Castex I vient d’accoucher d’un dinosaure. Et pas n’importe lequel.

La terreur des prétoires : Acquittator !

Voilà donc l’impressionnant, l’intempérant, l’exubérant,
le clivant Éric Dupond-Moretti propulsé au cœur même de la machine judiciaire. Ce système capable de broyer n’importe quelle existence en quelques coups de procédures plus ou moins arbitraires. Lui-même a failli en faire les frais en 1993… Ce qui laisse augurer des perspectives de changements de fonctionnement, rapides, directives et efficientes, au sein de ce ministère si singulier.

Lors d’une interview donnée il y a moins de trois semaines, alors qu’il ne savait probablement pas qu’il allait le devenir, et qu’il lui était posée la question de savoir ce qu’il ferait s’il était un jour ministre de la Justice, le plus célèbre pénaliste de France affirmait :

« Il faut que l’on sépare le siège du Parquet. Pour moi, c’est impératif. Je ferai le ménage là-dedans de façon très claire ».

Et de poursuivre :

« Deuxièmement, je ferai un système de responsabilité des juges, parce qu’aujourd’hui, ils ne sont pas responsables de ce qu’ils font. Dans notre société, ce sont les seuls à ne pas être responsables. Il faut réunir les juges, et faire une réforme, non pas contre eux, mais avec eux, avec des grands juges qui font l’unanimité ».

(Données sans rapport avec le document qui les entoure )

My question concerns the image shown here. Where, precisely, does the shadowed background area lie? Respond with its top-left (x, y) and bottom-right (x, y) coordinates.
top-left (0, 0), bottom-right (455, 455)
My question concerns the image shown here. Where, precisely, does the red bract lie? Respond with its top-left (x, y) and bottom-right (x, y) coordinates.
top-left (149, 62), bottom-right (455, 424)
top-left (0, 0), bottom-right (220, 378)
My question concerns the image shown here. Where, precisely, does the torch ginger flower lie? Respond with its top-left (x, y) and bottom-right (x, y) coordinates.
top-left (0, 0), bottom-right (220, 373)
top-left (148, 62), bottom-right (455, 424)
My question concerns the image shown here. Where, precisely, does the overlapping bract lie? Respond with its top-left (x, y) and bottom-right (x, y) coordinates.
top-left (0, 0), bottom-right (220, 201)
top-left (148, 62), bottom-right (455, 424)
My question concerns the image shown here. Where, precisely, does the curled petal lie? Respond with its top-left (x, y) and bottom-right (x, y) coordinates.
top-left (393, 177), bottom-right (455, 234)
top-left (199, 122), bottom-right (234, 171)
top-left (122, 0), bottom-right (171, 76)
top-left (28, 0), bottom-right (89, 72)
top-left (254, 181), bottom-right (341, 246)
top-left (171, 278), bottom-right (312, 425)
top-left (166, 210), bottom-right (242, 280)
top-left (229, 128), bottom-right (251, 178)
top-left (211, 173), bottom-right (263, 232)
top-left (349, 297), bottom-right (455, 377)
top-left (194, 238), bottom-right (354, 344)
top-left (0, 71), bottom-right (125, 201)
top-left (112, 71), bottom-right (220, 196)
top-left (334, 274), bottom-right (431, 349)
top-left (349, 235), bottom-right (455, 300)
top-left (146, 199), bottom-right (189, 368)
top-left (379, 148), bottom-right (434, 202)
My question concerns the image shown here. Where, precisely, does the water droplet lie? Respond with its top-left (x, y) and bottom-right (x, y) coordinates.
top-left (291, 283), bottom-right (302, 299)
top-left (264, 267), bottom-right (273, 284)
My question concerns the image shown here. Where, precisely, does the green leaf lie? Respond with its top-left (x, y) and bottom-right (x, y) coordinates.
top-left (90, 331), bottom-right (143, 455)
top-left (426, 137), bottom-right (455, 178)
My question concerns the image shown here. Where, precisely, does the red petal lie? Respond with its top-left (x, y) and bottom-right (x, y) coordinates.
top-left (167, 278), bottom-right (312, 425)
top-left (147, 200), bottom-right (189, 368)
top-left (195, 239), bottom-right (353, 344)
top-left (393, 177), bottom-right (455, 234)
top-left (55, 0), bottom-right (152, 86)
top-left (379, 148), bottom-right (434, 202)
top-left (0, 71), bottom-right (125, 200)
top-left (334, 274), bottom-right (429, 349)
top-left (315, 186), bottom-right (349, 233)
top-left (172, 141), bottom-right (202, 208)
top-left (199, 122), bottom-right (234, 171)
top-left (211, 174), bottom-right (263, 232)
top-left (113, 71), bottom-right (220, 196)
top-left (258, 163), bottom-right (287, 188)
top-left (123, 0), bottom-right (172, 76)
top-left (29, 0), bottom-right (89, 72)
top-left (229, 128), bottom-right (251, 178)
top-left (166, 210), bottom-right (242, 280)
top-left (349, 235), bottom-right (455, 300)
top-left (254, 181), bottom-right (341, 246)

Une véritable déclaration de guerre à l’intouchable,
ultra-politisée et si corporatiste magistrature…

Ces prises de position radicales lui vaudront-elles de se voir épinglé sur un nouveau « mur des cons » ? Ce fameux collage de photos de personnalités politiques, artistiques, ou médiatiques qui était installé dans les locaux du Syndicat de la magistrature et qui a valu des condamnations très clémentes à leurs auteurs, des individus pourtant censés être exemplaires et irréprochables en termes d’objectivité, d’indépendance, de neutralité… et confortablement rémunérés par le contribuable pour cela !

Quoi qu’il en soit, avec la nomination à sa tête de cette célébrité aussi explosive que talentueuse, on peut se prendre à espérer que l’Hôtel de Bourvallais du 13 place Vendôme, siège de la Chancellerie depuis trois siècles, se retrouve hardiment dépoussiéré.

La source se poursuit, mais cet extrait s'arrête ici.